An LSCB accordingly fulfils all of the requirements of the definition of a data controller and its unincorporated status can be no bar to the consequences of that. It seems therefore that LSCBs should notify the Information Commissioner and register as data controllers in their own right. This will have some significant consequences.

  • Many data controllers use data processors, and this would inevitably be the case for an LSCB. Typically for example the LSCB will use local authority IT and email systems. The seventh data protection principle requires a contract in writing to underpin the data processing agreement between the LSCB and the authority. Despite the ‘normal’ common law rule against contracts by an unincorporated association the legislative intention will have precedence.
  • S13 DPA entitles a data subject to sue a data controller in certain circumstances. It specifically refers to “proceedings against a person”. Given the legislative intention, that ‘person’ must include an unincorporated data controller (principle derived from The Taff Vale Railway Co – v – The Amalgamated Society of Railway Servants). LSCB Board members will have joint and several liability for any damages and they should be aware of this. In particular lay members might reasonably be given an indemnity on appointment.
  • Similarly there would be joint and several liability of LSCB Board members for any penalties imposed under s55A DPA.
  • DPA provides that the data controller is subject to a number of criminal sanctions. As we have seen the LSCB can be prosecuted. For example assume for a moment that Anyplace LSCB is a data controller but fails to notify the Information Commissioner under the registration process. As soon as it processes any personal data an offence is committed under s21 DPA. The LSCB may be prosecuted. Each Board member may be prosecuted. Whilst it is perhaps inconceivable that the ICO / Director of Public Prosecutions would prosecute a lay member of the Board, they should at least be advised of the potential liability as part of the appointment process, so that they can actively ensure compliance.
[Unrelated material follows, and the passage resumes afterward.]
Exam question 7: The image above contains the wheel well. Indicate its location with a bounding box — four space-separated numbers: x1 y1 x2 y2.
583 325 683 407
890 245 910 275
On the other hand an LSCB is not, as such, a designated public authority for the purpose of Freedom of Information requests. There is no specific designation in the Freedom of Information Act (FOIA) or subsequent statutory instruments and an LSCB could not fall within the category of a company “wholly owned by the wider public sector” as (a) it has lay members and (b) it is not a “body corporate” as required by FOIA s6(3)(3).

In practice it seems only a minority of LSCB’s have registered as a data controller. A search of the register in December 2014 using the term “Safeguarding” produced only 16 matches. Whether or not the LSCB or sponsoring council agrees with the conclusion above, it should certainly make a clear decision for itself as the requirements of data processing, and the drafting and implementation of data sharing protocols, cannot sensibly be addressed unless the roles and responsibilities of each party are clear.